Война, начиная с 1943 года, могла считаться проигранной в стратегическом отношении, заявил Шпеер, но самое позднее в январе 1945 года, располагая статистическими данными о военной промышленности, он пришел к заключению, что положение Германии безнадежно. Однако Гитлер, невзирая ни на что, приказывал стоять до конца, а при отступлении из оккупированных территорий уничтожать промышленные объекты.
В большинстве случаев Шпееру удавалось саботировать исполнение данного распоряжения.
Ситуация была и на самом деле безнадежной. «Но Гитлер сбивал нас всех с толку». Усиленно распространялись слухи о некоем «чудо-оружии», имевшие целью поддерживать и насаждать в населении некритичный оптимизм. Постоянно звучали ссылки на какие-то мифические дипломатические шаги, лишь дезориентировавшие всех. Генерал Гудериан неоднократно заявлял Риббентропу о том, что война проиграна, однако последний устойчиво цитировал Гитлера, считавшего, что подобные пораженческие настроения будут расцениваться как измена фатерланду и соответствующим образом наказываться. По распоряжению Гитлера в прессе была развернута шумная кампания под девизом: «Не сдадимся никогда!», исключавшая всякую возможность предпринять мирные дипломатические инициативы.

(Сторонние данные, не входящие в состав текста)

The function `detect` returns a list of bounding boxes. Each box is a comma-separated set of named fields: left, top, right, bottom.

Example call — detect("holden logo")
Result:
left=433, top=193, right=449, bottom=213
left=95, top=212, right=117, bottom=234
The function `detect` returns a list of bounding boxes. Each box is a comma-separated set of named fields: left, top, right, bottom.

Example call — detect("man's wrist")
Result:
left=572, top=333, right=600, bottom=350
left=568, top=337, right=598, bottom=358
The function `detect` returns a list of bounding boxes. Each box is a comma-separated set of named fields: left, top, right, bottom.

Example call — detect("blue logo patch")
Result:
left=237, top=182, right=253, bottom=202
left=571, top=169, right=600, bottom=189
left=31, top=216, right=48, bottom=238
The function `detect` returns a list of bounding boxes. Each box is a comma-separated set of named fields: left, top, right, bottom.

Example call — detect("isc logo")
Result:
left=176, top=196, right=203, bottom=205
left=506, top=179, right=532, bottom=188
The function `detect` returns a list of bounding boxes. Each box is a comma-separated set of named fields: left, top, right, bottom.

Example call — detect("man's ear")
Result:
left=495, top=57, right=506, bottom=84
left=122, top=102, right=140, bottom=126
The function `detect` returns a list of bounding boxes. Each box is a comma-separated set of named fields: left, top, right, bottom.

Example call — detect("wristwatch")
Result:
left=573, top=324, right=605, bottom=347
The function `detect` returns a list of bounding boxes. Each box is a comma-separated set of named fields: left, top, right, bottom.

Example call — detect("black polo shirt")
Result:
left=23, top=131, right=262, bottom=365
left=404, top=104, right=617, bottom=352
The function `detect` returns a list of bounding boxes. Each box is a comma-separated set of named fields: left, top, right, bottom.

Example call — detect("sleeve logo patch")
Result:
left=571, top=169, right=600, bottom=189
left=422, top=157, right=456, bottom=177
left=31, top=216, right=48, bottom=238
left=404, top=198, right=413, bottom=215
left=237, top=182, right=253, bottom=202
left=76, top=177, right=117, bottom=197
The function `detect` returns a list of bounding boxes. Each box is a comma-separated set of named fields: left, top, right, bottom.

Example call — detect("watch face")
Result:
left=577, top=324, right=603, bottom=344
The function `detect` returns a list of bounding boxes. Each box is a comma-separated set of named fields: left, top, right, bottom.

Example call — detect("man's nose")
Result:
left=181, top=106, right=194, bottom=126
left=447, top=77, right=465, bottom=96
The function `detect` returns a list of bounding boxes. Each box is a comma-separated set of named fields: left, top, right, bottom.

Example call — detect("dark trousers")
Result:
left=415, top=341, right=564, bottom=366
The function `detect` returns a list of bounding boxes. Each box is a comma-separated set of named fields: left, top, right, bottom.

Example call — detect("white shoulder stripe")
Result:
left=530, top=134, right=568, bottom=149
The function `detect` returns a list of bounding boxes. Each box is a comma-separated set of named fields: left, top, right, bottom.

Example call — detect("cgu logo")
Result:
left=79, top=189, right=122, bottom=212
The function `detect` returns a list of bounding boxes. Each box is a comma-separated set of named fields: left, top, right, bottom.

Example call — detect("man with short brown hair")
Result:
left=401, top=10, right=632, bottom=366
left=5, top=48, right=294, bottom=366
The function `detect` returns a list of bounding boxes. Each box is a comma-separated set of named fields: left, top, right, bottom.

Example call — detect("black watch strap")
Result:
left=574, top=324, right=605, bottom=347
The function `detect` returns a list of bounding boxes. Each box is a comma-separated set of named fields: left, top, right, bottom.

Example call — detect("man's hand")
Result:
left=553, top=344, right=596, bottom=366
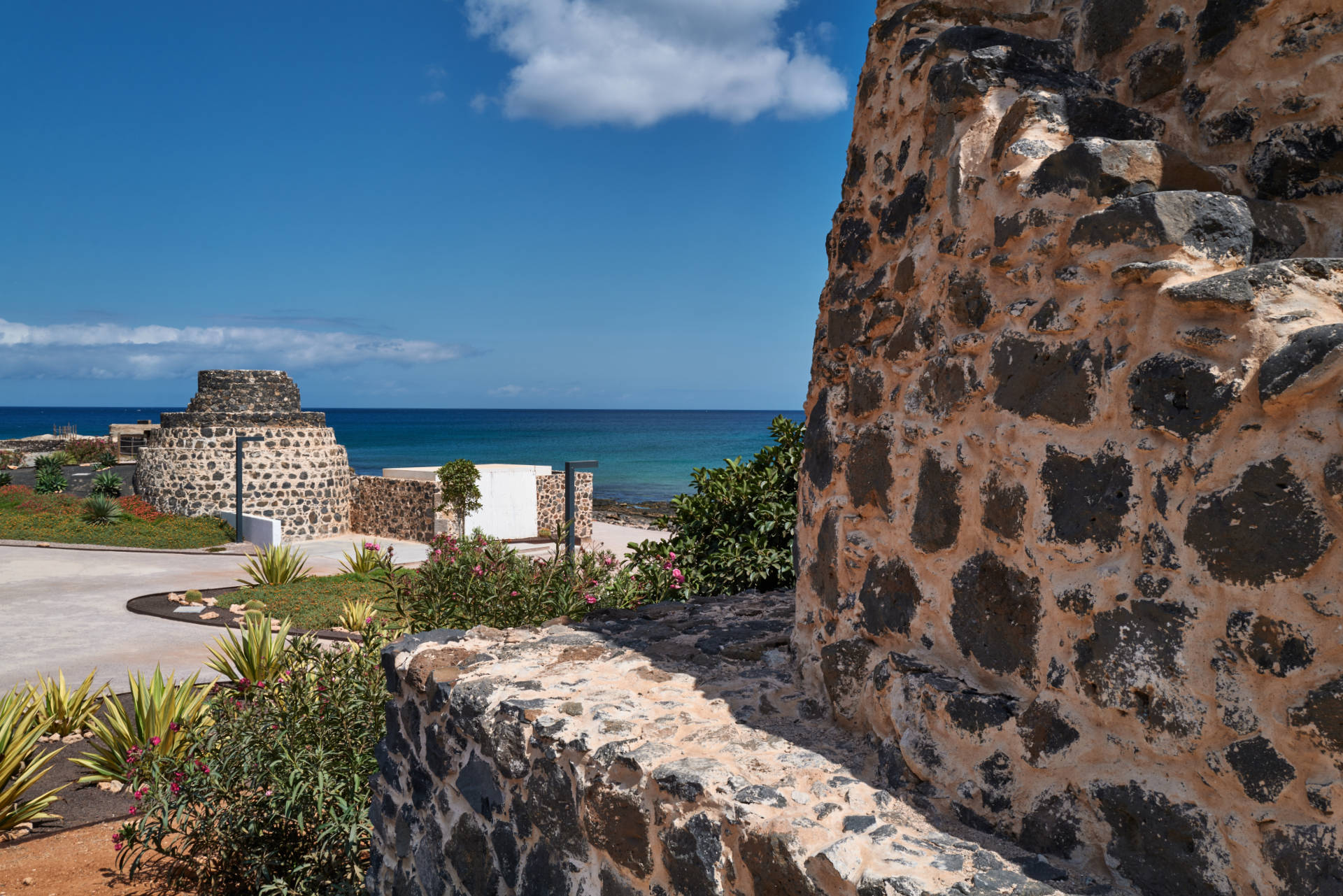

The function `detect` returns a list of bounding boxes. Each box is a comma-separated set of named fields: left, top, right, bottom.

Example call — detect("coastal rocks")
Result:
left=781, top=0, right=1343, bottom=896
left=368, top=596, right=1079, bottom=896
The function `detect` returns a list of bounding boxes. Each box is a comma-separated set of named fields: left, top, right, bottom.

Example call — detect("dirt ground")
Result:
left=0, top=822, right=190, bottom=896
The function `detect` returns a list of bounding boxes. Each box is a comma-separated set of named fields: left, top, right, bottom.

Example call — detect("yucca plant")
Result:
left=70, top=667, right=210, bottom=783
left=238, top=544, right=313, bottom=585
left=336, top=598, right=378, bottom=632
left=29, top=669, right=106, bottom=737
left=340, top=541, right=392, bottom=576
left=206, top=610, right=290, bottom=685
left=0, top=688, right=63, bottom=830
left=89, top=470, right=125, bottom=499
left=79, top=495, right=126, bottom=525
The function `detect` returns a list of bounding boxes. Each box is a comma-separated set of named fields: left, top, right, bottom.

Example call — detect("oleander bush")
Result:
left=630, top=416, right=802, bottom=594
left=114, top=629, right=387, bottom=896
left=32, top=467, right=70, bottom=495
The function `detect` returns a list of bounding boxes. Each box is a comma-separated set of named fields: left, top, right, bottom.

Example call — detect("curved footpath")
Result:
left=0, top=522, right=665, bottom=693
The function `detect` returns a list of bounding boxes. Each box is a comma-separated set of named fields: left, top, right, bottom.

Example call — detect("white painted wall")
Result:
left=215, top=511, right=280, bottom=548
left=383, top=464, right=550, bottom=539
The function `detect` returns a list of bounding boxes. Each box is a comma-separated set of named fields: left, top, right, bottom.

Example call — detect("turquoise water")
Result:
left=0, top=407, right=802, bottom=501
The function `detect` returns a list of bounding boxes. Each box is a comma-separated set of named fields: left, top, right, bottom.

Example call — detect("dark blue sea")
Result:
left=0, top=407, right=802, bottom=501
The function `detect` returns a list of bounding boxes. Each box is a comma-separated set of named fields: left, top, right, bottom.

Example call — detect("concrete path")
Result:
left=0, top=522, right=666, bottom=693
left=0, top=536, right=426, bottom=693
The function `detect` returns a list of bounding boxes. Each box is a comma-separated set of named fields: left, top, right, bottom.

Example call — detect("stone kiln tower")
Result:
left=136, top=371, right=352, bottom=541
left=794, top=0, right=1343, bottom=896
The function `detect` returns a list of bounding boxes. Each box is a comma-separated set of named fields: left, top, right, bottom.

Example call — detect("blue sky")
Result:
left=0, top=0, right=872, bottom=408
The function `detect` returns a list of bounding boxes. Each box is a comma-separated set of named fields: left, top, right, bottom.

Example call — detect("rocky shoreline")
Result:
left=592, top=497, right=672, bottom=529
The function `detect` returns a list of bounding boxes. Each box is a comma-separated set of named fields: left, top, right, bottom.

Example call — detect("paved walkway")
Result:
left=0, top=522, right=665, bottom=693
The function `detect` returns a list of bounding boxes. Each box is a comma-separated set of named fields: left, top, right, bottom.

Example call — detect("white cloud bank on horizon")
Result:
left=0, top=318, right=470, bottom=381
left=466, top=0, right=848, bottom=127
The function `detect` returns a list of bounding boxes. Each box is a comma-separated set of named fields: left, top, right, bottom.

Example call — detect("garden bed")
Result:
left=126, top=574, right=387, bottom=641
left=0, top=485, right=234, bottom=548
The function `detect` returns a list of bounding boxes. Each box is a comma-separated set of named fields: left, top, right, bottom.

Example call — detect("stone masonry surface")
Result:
left=368, top=592, right=1101, bottom=896
left=349, top=476, right=439, bottom=541
left=793, top=0, right=1343, bottom=896
left=136, top=371, right=352, bottom=541
left=536, top=470, right=592, bottom=541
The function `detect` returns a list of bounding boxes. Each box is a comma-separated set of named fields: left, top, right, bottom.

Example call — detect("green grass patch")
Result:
left=0, top=486, right=234, bottom=548
left=237, top=574, right=391, bottom=629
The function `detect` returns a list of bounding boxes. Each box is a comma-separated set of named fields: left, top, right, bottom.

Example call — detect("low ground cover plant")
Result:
left=0, top=485, right=234, bottom=548
left=0, top=688, right=62, bottom=832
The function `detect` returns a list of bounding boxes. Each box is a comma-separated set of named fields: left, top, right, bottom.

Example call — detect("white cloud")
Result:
left=466, top=0, right=848, bottom=127
left=0, top=318, right=470, bottom=381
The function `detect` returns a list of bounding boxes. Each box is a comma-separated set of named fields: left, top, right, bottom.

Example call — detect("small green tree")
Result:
left=438, top=457, right=481, bottom=536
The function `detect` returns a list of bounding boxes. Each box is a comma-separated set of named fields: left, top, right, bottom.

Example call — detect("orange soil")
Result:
left=0, top=820, right=190, bottom=896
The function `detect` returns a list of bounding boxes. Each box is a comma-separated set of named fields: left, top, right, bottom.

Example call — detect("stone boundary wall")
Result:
left=794, top=0, right=1343, bottom=896
left=349, top=476, right=438, bottom=541
left=536, top=470, right=592, bottom=541
left=136, top=427, right=352, bottom=541
left=368, top=592, right=1090, bottom=896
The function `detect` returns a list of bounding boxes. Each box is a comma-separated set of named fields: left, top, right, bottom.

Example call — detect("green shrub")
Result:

Еще в своей речи перед гауляйтерами в 1944 году Гитлер указывал на то, что германский народ, если проиграет эту войну, лишит себя, таким образом, права на выживание. Гитлер был склонен винить в катастрофе немецкий народ, но не себя лично. Он неумолимо повторял: победа или полное уничтожение! До тех пор, пока не осталось одно только уничтожение.
Тактика «выжженной земли» широко использовалась при отступлении войск даже на территории Германии. Как теперь становится очевидным, Гитлер действительно стремился к одному: чтобы вместе с ним в небытие ушел и весь немецкий народ. Шпеер в отчаянии видел единственный выход в физическом устранении Гитлера. На деталях этого замысла ему останавливаться явно не хотелось, однако суд потребовал от него рассказать обо всем подробнее в ходе послеобеденного заседания.
В перерыве вся скамья подсудимых бурлила. Франк, как водится, разрывался между поклонением и ненавистью к фюреру. Сначала он заявил всем, что, дескать, необходимо вытащить на свет Божий правду, позже принялся клеймить позором попытку покушения на фюрера. Розенберг считал, что Шпееру следовало попридержать язык, поскольку его замыслы все равно так и остались неосуществленными.
Герингу, как можно было заключить но выражению лица бывшего рейхсмаршала, приходилось из последних сил сдерживать себя, чтобы не разразиться обличениями в адрес Шпеера.